Epilog

129 13 28
                                    

*

Miesiące leciały, a nim Mick się obejrzał rozpoczął się dwa tysiące dwudziesty czwarty. Wiedział, iż zjawiając się w Miluzie, gdzie zawodniczki z Le Cannet grały z lokalnym klubem, narażał się nie tylko Annice, ale i jej bratu. Musiał jednak spróbować porozmawiać z Brytyjką, ten ostatni raz. Wyznać jej prawdę ostateczną, chociaż wątpił, aby Woffinden przejęła się tym. 

Właśnie dlatego poprosił Susan Arratore o pomoc. Włoszka była do tego pomysłu sceptycznie nastawiona. Nie dziwił się jej. Był świadom, że stała po stronie Brytyjki, która ponownie zafarbowała włosy na bordowo.  Mimo tego zdecydowała się w pewien sposób go wesprzeć, choć Mick podejrzewał, iż znała o wiele więcej faktów na temat aktualnego życia Brytyjki, niż ta pokazywała w social mediach. 

Uśmiechną się do Arratore, która tylko pokręciła głową na boki.

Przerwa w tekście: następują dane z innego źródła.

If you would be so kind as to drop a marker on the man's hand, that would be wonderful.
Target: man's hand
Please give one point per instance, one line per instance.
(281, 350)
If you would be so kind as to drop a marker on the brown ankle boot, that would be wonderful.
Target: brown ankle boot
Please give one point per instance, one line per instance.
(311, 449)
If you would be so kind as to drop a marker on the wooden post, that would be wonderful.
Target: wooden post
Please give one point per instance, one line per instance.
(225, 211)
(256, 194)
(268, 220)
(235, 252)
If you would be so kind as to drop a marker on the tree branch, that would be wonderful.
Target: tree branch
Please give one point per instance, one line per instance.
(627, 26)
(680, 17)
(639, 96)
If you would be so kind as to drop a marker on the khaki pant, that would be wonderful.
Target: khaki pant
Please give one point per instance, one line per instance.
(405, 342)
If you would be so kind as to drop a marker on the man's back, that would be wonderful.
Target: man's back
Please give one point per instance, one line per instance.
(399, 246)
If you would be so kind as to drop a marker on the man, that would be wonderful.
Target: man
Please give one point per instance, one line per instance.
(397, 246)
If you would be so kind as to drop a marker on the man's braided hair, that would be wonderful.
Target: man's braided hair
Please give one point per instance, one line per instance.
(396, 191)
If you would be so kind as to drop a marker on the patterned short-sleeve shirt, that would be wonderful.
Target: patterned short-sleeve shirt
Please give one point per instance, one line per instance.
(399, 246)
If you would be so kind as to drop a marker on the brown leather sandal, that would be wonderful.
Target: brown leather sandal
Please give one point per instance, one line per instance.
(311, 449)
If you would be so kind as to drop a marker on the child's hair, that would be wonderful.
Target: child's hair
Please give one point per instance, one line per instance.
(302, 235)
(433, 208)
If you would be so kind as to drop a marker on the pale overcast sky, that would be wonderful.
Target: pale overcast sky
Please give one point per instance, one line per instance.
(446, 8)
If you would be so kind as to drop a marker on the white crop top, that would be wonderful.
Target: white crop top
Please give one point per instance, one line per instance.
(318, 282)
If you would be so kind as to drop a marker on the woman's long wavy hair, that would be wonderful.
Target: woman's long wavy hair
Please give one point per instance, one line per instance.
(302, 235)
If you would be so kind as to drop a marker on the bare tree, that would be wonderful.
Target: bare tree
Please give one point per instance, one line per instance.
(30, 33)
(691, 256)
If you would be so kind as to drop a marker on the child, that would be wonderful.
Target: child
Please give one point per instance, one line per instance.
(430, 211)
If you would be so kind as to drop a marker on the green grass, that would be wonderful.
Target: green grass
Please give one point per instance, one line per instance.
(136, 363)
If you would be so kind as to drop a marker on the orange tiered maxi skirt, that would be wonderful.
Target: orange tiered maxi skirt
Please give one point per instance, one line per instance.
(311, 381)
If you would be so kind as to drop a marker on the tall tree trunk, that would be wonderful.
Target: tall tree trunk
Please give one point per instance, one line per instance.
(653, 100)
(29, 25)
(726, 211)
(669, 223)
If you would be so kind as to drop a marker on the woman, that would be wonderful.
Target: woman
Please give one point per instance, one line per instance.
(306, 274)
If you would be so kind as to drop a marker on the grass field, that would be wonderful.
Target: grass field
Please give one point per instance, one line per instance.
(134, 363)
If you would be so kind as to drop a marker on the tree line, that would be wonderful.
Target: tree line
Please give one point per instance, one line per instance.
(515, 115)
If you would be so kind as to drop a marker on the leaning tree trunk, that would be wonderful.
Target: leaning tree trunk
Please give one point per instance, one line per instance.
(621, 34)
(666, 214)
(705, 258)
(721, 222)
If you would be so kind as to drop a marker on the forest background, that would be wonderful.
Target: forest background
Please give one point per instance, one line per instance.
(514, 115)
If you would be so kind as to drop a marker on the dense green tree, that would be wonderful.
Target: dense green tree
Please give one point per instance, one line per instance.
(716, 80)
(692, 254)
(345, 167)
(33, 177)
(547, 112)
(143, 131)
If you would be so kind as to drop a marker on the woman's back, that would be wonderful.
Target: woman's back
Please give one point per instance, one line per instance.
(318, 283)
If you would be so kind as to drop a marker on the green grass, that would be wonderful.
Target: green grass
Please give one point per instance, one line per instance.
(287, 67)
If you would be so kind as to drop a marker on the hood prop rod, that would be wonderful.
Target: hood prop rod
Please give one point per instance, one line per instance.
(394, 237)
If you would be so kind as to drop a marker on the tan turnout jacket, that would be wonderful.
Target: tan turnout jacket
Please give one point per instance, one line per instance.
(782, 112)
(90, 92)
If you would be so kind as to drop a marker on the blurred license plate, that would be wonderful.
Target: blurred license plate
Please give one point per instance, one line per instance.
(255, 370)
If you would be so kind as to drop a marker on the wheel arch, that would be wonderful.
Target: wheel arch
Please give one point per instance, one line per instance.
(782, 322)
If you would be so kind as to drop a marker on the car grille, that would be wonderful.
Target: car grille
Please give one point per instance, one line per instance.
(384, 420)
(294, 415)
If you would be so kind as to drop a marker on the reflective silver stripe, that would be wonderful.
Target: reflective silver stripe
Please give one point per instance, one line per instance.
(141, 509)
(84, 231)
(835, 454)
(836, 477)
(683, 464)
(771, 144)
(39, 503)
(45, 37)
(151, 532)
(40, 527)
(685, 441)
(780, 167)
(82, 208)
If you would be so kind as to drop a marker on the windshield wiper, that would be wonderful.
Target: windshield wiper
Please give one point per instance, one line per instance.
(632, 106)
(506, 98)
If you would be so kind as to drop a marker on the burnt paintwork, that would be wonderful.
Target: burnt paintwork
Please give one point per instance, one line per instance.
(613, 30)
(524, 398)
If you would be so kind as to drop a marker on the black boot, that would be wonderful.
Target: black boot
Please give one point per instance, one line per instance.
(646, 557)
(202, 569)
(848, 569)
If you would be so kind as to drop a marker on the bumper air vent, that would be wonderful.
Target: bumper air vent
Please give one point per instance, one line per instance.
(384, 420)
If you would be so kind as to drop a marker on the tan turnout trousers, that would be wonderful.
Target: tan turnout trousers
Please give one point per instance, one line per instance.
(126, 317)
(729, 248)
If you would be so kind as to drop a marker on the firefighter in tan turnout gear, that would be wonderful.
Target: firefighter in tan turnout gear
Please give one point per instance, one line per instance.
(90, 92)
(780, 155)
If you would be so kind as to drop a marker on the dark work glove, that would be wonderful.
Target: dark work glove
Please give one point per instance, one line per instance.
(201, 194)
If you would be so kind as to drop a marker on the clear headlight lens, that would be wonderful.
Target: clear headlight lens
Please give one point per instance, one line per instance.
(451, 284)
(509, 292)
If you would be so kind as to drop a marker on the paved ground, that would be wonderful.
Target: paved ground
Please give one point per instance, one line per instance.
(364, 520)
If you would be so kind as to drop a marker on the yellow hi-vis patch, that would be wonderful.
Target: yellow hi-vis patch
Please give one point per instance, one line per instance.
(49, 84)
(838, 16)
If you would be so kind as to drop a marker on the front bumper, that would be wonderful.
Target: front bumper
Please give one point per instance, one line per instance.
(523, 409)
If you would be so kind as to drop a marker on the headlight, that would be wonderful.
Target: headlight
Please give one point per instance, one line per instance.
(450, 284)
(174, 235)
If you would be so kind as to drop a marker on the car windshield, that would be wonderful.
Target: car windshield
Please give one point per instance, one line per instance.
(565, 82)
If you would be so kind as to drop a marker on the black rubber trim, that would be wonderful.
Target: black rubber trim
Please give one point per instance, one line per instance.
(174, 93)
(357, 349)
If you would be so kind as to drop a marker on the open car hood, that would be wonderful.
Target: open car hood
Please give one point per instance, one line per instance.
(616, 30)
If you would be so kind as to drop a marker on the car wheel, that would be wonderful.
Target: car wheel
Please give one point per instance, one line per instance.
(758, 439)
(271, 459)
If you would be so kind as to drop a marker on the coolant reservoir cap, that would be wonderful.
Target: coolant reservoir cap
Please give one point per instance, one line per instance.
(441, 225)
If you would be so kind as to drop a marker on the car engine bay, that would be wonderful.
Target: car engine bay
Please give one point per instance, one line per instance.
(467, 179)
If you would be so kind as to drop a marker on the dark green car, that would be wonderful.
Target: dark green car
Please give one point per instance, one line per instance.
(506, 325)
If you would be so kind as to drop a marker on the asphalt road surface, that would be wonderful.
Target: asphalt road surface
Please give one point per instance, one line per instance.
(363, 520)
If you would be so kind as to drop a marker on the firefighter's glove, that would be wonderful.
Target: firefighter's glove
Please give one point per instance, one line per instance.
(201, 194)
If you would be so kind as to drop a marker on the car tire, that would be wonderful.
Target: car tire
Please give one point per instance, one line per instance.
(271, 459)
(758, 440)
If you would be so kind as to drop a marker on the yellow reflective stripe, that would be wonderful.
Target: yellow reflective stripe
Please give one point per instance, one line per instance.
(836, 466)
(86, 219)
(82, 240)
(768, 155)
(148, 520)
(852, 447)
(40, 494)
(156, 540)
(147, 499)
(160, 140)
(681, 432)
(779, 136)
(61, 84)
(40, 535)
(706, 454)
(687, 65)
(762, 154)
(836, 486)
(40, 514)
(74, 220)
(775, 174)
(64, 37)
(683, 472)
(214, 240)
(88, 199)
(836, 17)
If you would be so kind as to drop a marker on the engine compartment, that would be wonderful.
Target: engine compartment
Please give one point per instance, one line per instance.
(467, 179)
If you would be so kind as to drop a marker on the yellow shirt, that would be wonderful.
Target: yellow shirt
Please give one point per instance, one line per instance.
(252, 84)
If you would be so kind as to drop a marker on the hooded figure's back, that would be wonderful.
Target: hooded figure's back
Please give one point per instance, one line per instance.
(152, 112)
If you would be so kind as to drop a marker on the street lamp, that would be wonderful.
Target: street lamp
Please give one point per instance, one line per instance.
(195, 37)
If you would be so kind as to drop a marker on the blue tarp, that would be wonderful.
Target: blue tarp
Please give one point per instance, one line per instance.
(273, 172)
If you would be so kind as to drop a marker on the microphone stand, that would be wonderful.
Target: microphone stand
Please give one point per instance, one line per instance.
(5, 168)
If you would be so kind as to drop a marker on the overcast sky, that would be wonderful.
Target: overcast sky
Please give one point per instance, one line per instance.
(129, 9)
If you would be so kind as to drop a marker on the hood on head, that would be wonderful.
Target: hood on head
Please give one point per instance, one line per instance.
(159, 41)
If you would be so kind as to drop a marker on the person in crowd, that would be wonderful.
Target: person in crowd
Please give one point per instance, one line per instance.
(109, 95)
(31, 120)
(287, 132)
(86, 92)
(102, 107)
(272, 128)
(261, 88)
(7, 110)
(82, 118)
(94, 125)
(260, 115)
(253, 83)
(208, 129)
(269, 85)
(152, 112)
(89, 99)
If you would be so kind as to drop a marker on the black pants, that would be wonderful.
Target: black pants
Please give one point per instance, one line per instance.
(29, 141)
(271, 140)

Schumacher podejrzewał, że będzie to ciężka rozmowa, a każda minuta przybliżająca go do niej, wydłużała mu się niemiłosiernie. 

- Okej, Nika już idzie. Radziłabym, abyś dobrze się zastanowił co chcesz jej powiedzieć. Trochę się u niej pozmieniało- rzekła Włoszka, zgarniając swoją torbę sportową i kierując się do wyjścia z hali, którą kibice opuścili ponad czterdzieści minut wcześniej. 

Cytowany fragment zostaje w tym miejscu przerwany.